The theme highlights the need to focus attention on the retention of girls in schools by highlighting structural discrimination of girls throughout the education system right from the home, the school setting, and government policy that impact girls access to education and their experience. The campaign builds onto global efforts to ensure inclusive and equitable quality education articulated in Sustainable Development Goal 4 and 5(Gender Equality) as well as the commitments by Government of Uganda to ensure universal education for all.
Although education is a fundamental human right and governments have committed to ensuring free and compulsory education for all, girls still find it hard to access and advance into higher levels of education. Girls face the biggest barriers in education including; early marriage, teenage pregnancy unfavorable policies, sexual harassment, rape and defilement, social and gender norms that prevent girls from accessing and completing school.

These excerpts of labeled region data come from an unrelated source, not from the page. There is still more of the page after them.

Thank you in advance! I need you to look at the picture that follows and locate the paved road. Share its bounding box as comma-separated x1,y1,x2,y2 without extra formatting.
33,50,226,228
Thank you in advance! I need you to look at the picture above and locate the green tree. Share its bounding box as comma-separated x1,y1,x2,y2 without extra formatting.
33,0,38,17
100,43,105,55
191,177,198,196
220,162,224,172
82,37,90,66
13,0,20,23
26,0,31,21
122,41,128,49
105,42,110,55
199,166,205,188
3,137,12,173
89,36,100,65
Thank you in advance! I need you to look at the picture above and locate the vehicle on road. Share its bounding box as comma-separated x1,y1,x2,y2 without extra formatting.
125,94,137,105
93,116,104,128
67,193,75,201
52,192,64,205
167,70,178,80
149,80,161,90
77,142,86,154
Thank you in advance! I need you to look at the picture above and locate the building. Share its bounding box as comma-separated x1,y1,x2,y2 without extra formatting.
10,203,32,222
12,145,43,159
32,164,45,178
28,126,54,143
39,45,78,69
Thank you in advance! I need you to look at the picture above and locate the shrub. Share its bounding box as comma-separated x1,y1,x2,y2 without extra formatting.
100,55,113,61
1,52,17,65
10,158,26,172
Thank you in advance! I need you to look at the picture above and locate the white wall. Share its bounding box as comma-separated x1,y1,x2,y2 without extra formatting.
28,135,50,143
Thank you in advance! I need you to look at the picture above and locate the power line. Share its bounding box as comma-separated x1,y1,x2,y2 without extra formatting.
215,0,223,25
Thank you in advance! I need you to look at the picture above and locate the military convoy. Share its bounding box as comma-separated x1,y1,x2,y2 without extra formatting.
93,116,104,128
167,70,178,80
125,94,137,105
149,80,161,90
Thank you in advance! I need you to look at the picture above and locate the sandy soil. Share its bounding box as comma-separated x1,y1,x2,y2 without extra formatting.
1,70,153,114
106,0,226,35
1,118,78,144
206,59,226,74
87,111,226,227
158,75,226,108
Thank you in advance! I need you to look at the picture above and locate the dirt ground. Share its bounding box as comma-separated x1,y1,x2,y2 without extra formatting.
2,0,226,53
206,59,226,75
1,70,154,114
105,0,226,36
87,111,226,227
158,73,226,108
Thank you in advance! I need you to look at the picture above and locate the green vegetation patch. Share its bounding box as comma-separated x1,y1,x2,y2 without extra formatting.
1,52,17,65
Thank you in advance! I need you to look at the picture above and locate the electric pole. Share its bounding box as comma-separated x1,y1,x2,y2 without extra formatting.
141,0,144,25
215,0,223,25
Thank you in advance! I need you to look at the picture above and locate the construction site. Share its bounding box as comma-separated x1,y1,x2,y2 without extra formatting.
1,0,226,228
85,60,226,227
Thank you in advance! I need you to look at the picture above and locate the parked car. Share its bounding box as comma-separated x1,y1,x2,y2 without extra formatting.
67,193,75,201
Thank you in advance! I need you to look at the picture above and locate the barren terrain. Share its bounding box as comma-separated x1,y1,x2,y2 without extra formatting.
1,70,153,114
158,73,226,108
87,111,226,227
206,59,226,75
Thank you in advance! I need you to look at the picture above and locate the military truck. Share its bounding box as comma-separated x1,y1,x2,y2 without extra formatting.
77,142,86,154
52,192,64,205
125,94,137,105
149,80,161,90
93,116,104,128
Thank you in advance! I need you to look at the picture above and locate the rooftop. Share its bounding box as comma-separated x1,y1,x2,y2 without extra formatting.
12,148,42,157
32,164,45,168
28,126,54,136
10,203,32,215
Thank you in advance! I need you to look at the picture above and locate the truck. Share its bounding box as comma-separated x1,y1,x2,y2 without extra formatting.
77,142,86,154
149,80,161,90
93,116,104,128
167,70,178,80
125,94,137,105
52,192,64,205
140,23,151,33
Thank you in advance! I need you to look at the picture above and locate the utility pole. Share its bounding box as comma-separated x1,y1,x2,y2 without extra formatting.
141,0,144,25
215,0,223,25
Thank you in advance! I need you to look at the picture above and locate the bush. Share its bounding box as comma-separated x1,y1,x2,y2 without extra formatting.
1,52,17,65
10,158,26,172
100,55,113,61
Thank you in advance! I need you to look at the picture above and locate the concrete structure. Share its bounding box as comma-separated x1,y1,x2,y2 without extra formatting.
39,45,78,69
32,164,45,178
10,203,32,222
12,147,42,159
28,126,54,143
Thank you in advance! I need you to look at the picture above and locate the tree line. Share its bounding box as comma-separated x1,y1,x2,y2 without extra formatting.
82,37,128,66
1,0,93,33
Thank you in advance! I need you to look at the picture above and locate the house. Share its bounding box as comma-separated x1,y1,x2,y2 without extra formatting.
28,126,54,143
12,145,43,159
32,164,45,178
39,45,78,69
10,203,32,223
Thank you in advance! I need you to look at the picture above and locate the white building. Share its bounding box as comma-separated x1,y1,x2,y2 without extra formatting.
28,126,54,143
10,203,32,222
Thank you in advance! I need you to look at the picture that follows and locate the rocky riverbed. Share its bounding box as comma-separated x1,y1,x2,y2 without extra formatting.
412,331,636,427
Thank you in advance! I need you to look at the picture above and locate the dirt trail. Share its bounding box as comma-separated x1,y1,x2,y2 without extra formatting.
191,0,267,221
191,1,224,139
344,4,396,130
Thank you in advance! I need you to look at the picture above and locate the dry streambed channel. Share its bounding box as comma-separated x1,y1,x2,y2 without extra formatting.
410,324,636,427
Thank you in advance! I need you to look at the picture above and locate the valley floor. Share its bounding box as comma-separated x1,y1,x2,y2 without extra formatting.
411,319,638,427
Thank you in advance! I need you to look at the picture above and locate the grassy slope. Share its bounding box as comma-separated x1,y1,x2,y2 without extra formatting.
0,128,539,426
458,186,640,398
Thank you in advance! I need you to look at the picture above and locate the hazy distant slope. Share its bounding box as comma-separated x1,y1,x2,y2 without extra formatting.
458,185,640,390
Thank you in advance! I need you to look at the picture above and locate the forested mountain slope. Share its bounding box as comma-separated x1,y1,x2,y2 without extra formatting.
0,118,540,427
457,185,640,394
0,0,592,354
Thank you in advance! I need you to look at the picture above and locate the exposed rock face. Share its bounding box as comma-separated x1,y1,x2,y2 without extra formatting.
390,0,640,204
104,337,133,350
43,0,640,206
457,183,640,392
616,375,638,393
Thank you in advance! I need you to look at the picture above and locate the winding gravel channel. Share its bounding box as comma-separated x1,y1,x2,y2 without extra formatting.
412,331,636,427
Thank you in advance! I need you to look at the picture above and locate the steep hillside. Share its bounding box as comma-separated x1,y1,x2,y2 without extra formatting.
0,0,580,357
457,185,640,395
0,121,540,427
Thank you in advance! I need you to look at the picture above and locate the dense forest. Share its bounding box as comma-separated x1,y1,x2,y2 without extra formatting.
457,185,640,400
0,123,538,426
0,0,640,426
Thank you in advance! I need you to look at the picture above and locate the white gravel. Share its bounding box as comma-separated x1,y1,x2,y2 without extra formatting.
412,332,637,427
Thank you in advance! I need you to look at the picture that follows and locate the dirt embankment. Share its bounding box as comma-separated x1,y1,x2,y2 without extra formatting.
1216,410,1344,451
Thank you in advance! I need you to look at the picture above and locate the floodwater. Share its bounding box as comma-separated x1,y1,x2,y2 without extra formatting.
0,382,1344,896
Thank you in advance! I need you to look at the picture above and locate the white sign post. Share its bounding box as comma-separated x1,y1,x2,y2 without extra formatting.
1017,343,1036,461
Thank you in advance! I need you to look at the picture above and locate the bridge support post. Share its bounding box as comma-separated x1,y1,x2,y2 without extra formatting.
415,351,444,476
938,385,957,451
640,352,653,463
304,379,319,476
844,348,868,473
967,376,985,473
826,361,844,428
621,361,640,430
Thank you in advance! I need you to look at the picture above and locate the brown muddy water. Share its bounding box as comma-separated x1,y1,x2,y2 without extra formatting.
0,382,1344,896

Currently in Uganda women and girls face violence at alarming rates. Reports indicate that;
Violence against women and girls remains epidemically high in Uganda and hinders social and economic development, it prevents girls and women’s equal participation at social, economic and political level, it is extremely costly to families, communities and nations, and it is a profound symbol of gender inequality and social injustice. Additionally, it is a public health concern; increases woman and girls risk to poor health and a driver for HIV/AIDS.
Notwithstanding the fact that the Government of Uganda has over the years demonstrated commitment to prevent and respond to VAWG through the development of appropriate legal and policy frameworks (i.e. the Domestic Violence Act 2010, Anti-female Genital Mutilation Act 2010, the Prevention of Trafficking in Persons Act of 2009 and the National Policy for the Elimination of Gender Based Violence (GBV), VAWG remains a major obstacle to the empowerment of women. Gaps exist due to limited funding for effective prevention and response efforts, inadequate resourcing of the Ministry of Gender Labour and Social Development, the Justice Law and Order Sector (JLOS) institutions, and limited capacity of duty bearers and other stakeholders to implement the legal and policy frameworks.

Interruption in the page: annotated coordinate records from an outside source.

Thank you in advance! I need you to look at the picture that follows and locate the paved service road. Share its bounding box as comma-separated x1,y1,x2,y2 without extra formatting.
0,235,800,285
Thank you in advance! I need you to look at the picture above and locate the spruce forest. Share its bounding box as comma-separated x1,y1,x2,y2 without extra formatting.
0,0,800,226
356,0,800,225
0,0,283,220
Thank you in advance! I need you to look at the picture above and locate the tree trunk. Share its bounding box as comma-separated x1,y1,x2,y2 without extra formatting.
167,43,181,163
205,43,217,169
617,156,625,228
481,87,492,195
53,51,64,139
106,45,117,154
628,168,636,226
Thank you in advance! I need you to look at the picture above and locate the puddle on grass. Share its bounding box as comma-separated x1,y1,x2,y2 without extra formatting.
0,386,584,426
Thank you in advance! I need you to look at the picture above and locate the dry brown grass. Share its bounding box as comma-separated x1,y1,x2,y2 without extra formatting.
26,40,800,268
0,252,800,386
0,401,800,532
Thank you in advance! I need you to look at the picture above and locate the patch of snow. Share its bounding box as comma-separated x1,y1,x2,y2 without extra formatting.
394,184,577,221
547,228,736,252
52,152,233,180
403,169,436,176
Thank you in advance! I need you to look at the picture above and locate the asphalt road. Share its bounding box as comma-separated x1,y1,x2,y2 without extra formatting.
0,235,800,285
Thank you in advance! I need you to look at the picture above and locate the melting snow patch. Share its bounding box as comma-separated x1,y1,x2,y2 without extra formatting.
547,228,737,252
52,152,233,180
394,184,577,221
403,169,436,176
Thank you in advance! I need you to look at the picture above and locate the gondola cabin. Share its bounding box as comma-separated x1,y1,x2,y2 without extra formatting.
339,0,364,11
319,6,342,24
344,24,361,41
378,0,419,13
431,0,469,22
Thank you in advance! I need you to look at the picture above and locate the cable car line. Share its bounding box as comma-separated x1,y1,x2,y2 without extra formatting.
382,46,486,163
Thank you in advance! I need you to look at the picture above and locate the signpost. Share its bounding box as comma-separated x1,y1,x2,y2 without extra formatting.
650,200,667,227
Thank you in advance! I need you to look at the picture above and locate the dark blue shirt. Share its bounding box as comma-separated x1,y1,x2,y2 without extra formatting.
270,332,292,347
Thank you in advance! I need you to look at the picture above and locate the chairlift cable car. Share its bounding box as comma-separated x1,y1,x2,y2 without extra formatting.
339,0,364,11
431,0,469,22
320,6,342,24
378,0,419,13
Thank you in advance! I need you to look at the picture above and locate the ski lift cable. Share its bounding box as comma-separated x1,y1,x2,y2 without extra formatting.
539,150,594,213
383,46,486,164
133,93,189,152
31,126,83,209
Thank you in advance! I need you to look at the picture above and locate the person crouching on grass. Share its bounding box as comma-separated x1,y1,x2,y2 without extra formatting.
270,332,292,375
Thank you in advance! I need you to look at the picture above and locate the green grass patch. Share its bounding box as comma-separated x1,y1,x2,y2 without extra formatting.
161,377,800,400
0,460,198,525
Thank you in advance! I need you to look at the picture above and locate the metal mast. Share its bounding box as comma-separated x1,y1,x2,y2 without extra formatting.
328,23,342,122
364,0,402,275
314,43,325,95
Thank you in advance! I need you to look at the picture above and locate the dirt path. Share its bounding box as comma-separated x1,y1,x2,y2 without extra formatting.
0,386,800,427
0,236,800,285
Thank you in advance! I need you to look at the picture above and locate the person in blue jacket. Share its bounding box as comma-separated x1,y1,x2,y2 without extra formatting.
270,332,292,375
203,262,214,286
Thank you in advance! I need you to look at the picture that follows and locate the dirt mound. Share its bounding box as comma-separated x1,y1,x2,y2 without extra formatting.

Uganda has adopted the theme “From Peace in the Home to Peace in the Nation: Male Engagement for the Safety of Women and Girls” based on the prevalence and high levels of social acceptance for VAWG in Uganda currently at 58% for women and 44% for men, (UDHS 2011) and a recognition that the prevention, response and elimination of VAWG requires broad community participation and in particular the engagement of men and boys. Involving men and boys as partners to achieve women’s empowerment and gender equality is an important component of ending violence against women and girls . Accountability to women and girls at every level of male involvement efforts is critical to ethical and effective violence against women and girls programming and to securing women and girls’ full and equal rights. Without accountability, the danger that men are in charge persists; in this case, of women’s rights and well-being, which further undermines women and girls’ agency, voice and leadership, thereby reproducing the very inequality that violence against women and girls work is attempting to shift.